The Weight of a Knee

The guilty verdict for Derek Chauvin was a legal conclusion. The larger, lingering question it posed was about visibility, and what a society chooses to see only after it has been forced to look.

April 20Original articlein the voice of existential

A verdict is a discrete point in time. At 4:07 p.m. Central Time on April 20, 2021, the jury foreperson read the words ‘guilty’ three times. The courtroom exhaled. Derek Chauvin was remanded into custody. A procedural end.

But the event was not the verdict. The event was the nine minutes and twenty-nine seconds of video that preceded it by nearly a year. That video, a single, unblinking perspective from a teenager’s phone, had removed the luxury of abstraction. It made a universal question unbearably specific: what does power look like when it is indifferent? The answer was a knee on a neck, a man calling for his mother, a crowd of bystanders pleading with the implacable.
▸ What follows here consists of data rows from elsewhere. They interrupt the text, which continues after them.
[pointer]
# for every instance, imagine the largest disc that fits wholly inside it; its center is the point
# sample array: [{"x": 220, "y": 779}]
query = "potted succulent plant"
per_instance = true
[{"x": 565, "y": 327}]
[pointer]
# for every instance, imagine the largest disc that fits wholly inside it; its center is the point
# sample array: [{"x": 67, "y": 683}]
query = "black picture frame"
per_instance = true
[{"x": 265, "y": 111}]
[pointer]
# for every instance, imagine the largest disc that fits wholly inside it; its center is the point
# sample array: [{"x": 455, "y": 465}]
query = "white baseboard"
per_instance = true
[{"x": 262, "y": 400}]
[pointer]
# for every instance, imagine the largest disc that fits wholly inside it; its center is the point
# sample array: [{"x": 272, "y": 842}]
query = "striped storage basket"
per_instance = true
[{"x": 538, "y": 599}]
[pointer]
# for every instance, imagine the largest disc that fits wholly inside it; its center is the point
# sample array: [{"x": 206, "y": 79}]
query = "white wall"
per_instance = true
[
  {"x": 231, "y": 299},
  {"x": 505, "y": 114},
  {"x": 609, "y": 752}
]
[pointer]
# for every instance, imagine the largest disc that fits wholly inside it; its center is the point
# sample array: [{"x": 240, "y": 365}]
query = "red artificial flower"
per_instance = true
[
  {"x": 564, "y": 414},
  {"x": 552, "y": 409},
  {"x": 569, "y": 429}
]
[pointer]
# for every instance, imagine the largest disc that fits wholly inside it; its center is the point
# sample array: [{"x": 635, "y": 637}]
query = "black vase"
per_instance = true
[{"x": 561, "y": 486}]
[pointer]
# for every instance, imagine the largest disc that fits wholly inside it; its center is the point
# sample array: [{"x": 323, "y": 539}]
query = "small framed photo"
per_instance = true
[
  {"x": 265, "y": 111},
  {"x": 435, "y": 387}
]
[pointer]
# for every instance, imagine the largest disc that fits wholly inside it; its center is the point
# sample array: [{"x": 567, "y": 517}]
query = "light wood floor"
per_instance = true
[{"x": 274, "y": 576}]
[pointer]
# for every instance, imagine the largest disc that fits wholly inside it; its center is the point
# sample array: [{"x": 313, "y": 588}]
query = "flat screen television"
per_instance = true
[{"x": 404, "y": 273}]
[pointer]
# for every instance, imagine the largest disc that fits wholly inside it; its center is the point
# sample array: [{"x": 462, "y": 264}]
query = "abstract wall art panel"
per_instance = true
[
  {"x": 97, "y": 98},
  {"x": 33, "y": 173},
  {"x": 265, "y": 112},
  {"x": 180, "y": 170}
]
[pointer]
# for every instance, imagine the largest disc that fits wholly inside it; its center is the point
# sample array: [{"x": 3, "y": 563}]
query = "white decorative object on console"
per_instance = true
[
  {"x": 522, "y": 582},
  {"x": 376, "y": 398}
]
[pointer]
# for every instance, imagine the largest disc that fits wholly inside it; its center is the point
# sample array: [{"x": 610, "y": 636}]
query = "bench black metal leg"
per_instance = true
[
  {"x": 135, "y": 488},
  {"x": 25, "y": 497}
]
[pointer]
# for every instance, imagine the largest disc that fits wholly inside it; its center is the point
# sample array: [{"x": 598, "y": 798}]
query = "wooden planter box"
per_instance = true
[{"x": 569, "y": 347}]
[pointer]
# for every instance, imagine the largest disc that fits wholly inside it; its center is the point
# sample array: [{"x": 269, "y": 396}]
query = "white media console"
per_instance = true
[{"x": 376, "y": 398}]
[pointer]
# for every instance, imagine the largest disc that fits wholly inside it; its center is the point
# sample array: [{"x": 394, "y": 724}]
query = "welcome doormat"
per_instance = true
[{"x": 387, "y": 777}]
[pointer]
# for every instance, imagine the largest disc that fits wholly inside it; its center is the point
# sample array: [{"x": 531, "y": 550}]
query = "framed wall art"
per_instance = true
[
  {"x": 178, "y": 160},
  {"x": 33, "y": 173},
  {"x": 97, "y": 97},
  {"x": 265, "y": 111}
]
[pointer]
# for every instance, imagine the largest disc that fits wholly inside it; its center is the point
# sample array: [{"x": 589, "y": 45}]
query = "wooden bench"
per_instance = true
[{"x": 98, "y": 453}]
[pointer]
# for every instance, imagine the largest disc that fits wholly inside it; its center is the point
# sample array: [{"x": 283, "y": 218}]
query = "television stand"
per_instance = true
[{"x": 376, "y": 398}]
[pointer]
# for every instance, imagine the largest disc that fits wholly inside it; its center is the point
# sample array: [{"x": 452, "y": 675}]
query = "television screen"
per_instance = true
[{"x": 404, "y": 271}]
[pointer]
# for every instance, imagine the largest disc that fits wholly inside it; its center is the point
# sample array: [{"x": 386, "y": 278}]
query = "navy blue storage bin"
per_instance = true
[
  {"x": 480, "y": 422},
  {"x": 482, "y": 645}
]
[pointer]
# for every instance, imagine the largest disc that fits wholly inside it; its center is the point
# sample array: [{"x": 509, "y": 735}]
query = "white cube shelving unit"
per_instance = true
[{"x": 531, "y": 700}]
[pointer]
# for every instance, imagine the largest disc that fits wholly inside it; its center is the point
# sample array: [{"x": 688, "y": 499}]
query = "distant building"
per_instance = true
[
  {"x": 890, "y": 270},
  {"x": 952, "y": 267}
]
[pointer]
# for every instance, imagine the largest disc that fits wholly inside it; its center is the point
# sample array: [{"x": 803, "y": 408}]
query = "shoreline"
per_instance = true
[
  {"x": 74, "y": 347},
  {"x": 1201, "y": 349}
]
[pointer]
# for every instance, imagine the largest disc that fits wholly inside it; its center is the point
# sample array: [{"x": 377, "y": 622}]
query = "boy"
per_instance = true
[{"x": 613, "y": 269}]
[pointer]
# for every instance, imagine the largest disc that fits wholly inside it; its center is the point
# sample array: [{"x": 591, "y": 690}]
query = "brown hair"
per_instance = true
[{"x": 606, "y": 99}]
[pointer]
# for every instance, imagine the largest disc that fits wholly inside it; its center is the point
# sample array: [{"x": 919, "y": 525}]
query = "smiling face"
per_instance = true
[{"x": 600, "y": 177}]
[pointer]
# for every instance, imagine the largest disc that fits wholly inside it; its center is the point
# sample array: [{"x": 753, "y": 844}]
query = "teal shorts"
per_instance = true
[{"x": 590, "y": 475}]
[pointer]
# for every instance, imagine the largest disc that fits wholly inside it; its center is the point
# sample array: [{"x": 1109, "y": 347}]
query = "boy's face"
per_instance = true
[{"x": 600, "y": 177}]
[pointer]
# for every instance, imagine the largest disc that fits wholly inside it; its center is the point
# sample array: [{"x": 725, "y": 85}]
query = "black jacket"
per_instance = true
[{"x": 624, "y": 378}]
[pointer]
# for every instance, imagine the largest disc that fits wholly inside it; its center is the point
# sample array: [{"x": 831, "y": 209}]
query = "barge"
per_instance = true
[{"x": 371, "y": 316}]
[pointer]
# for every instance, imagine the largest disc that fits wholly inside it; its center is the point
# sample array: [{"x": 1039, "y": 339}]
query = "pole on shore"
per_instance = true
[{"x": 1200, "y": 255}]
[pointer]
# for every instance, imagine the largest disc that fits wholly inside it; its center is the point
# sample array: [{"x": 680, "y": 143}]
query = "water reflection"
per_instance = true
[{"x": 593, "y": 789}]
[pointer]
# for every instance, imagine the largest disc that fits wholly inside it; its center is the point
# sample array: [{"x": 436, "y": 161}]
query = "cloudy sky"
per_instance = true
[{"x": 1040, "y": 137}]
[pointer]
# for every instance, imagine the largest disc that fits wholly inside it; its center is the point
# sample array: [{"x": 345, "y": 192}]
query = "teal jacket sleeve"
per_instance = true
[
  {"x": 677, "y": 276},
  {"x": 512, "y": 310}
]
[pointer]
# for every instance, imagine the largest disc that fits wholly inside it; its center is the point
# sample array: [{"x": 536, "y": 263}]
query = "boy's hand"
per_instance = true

The trial was an attempt to translate that visceral, horrifying footage into the formal language of law. Second-degree unintentional murder. Third-degree murder. Second-degree manslaughter. The verdict confirmed that the language could, this time, accommodate the reality seen by millions.

Yet the existential residue remains. The system produced a correct outcome only after its failure was documented and disseminated by a citizen, not by its own internal mechanisms. It prompts a discomforting reflection: how many such moments have escaped that documentation? The verdict brought a measure of accountability, but its necessity revealed a fundamental fragility. Justice, it seems, can sometimes be a contingent byproduct of witness.